His body had remained in a hospital morgue since then while authorities searched for his family. They found a sister in Kulikovsky's birthplace of Denmark. She then informed the Russian Orthodox Church in Australia that a member of the royal Romanov family exiled after the 1917 revolution was dead on Australia's northern frontier, Andropov said.

Officials from the Russian church as well as the Russian, Danish and Northern Territory governments were among the 50 people who attended the funeral at Darwin's Serbian Orthodox Church. There is no Russian church in the remote Australian city.

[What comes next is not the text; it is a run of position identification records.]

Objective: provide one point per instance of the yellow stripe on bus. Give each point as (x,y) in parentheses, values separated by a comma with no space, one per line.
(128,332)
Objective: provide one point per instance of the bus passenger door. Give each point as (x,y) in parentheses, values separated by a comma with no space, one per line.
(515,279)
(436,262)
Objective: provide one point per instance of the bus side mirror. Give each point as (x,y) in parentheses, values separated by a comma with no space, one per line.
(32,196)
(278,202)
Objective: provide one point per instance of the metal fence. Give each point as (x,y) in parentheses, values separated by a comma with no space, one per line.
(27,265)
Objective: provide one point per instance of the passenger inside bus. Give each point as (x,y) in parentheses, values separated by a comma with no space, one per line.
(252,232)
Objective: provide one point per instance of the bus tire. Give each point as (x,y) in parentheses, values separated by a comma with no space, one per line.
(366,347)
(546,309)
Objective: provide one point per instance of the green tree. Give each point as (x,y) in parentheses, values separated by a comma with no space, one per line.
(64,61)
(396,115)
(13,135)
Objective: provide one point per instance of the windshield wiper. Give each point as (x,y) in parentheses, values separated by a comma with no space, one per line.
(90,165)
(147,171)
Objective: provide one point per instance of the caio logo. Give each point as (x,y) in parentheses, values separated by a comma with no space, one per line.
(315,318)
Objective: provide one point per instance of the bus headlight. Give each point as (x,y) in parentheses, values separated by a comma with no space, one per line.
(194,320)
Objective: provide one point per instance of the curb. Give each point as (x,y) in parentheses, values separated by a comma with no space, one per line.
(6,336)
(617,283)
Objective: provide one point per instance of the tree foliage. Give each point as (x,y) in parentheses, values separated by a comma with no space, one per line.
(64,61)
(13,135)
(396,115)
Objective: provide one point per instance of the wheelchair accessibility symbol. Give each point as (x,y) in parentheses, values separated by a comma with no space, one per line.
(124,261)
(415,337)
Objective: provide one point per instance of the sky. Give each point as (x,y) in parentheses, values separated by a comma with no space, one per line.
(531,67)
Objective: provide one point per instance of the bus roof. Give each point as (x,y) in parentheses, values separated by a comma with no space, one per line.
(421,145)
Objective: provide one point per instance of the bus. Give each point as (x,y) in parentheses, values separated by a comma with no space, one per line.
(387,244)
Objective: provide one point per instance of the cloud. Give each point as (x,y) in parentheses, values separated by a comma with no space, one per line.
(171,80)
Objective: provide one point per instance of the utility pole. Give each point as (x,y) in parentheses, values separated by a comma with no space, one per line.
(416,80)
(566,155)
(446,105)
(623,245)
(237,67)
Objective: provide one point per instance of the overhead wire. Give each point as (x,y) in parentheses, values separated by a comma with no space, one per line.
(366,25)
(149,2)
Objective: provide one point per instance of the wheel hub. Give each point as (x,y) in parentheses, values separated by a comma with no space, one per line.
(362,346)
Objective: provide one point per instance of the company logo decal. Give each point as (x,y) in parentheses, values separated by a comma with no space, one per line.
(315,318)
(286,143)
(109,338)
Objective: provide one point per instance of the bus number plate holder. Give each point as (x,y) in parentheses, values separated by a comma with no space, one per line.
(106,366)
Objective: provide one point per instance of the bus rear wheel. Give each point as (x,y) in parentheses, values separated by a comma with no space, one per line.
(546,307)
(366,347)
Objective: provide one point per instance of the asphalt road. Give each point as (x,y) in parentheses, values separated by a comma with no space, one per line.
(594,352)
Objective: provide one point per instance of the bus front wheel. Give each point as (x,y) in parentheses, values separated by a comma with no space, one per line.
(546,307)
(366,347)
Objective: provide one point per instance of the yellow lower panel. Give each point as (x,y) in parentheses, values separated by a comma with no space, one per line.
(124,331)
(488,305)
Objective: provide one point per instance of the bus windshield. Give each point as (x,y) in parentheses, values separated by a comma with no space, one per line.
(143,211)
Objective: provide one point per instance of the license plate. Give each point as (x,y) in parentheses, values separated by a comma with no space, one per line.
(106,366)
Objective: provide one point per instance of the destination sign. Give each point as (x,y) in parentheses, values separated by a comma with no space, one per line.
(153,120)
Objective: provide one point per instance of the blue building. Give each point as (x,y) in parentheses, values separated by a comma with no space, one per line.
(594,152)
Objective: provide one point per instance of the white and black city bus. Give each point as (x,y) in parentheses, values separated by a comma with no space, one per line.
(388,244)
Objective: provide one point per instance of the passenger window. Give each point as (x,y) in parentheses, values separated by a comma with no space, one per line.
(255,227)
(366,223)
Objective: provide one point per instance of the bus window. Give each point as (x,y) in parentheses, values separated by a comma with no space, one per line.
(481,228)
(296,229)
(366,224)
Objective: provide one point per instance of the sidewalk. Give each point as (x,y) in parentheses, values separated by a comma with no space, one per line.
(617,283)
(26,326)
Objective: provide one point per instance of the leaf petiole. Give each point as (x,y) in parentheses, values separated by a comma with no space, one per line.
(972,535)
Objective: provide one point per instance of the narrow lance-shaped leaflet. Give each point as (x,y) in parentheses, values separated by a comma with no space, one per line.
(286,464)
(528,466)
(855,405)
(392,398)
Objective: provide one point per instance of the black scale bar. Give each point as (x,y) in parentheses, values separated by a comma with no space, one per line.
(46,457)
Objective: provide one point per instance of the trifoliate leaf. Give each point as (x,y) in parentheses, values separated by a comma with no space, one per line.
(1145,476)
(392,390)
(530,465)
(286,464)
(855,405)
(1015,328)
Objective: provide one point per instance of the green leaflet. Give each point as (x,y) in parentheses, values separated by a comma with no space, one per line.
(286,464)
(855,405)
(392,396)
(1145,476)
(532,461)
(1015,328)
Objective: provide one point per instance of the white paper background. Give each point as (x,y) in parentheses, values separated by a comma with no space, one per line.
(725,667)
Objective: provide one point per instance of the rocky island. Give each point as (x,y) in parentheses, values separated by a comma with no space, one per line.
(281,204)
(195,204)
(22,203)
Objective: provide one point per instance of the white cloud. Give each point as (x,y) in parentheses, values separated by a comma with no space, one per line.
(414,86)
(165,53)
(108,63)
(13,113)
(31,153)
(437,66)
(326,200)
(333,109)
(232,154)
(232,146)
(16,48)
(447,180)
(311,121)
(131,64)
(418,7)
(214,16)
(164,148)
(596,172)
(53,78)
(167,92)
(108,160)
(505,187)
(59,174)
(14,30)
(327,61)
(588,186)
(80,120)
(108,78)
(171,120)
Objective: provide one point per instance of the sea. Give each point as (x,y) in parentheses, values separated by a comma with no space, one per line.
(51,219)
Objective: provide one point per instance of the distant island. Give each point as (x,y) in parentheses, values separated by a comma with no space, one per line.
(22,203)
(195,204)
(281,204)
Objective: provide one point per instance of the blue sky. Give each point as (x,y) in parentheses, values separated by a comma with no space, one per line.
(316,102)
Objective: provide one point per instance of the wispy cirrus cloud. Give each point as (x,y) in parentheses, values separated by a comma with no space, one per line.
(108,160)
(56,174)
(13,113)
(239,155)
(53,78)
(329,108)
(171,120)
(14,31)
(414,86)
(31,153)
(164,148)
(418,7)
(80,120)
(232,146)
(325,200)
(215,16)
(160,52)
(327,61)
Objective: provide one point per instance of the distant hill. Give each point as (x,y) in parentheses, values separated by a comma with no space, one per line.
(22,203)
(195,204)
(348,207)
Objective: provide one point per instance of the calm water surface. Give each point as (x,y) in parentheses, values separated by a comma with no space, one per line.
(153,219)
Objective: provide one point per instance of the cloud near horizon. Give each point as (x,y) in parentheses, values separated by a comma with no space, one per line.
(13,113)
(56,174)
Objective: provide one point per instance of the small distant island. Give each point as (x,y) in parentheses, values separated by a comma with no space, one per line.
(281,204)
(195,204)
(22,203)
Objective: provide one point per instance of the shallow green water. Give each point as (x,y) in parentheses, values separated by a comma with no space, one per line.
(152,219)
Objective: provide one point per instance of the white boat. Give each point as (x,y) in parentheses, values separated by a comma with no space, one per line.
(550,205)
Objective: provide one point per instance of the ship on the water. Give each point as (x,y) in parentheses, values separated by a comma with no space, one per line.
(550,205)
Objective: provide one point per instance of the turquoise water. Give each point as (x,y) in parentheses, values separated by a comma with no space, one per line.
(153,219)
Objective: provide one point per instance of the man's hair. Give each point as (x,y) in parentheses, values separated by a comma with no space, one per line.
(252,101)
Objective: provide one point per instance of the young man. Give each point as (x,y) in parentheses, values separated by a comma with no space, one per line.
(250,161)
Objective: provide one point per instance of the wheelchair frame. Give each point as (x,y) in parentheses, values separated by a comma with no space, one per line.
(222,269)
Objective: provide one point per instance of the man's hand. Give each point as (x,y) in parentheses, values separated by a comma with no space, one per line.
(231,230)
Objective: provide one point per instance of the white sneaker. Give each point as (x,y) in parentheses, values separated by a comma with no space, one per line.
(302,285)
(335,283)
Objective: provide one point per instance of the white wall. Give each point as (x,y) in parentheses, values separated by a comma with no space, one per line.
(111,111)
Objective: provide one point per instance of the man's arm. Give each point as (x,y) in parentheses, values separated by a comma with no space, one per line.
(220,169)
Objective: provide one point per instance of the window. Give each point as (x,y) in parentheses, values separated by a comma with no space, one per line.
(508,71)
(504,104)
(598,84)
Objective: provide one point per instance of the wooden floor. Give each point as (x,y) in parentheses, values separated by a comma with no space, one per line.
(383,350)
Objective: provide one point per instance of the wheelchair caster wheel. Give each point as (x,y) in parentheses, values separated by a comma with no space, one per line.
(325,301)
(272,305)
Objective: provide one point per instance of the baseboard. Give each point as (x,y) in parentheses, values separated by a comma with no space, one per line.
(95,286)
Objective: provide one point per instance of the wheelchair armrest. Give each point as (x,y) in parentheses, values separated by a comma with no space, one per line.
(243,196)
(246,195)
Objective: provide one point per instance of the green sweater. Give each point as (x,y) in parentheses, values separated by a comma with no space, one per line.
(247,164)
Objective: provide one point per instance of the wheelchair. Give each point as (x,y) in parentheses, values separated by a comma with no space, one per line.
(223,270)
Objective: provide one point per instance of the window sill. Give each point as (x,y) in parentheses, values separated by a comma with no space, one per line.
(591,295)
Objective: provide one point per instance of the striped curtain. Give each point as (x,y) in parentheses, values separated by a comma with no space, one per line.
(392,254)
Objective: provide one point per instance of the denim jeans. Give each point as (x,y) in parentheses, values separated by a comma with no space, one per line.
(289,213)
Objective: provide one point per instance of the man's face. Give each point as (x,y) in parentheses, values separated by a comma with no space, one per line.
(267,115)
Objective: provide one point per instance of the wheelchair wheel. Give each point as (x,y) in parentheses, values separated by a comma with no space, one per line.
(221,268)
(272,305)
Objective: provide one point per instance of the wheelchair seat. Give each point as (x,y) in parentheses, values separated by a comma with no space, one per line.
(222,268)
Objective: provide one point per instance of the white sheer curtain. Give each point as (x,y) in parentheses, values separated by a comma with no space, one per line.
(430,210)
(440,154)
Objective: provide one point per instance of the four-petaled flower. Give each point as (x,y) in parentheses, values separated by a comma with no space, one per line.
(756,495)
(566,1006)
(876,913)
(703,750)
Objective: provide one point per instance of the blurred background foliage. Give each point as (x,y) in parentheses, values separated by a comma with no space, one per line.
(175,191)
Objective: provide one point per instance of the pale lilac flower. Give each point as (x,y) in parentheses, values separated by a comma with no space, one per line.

A statement from the Kulikovsky family read at the funeral said they had lost contact with him after he left Denmark to live in Australia in 1967.

He worked at Sydney's water utility and never married or had children, Andropov said.

He was driving around Australia in his retirement when he settled five years ago in Katherine, a cattle centre of 10,000 people located 350 kilometres (220 miles) south of the port town of Darwin and 3,600 kilometres (2,200 miles) northwest of Sydney, Andropov said.

"'Old Nick' they called him, so he didn't even use his proper name," Andropov said. "He lived completely incognito; didn't tell anyone of his heritage or anything. But it seems he was a well-liked fellow, always cheerful."

Kulikovsky's estate could not afford a burial, but a wealthy Darwin family has offered to bury him in a Darwin cemetery, Andropov said.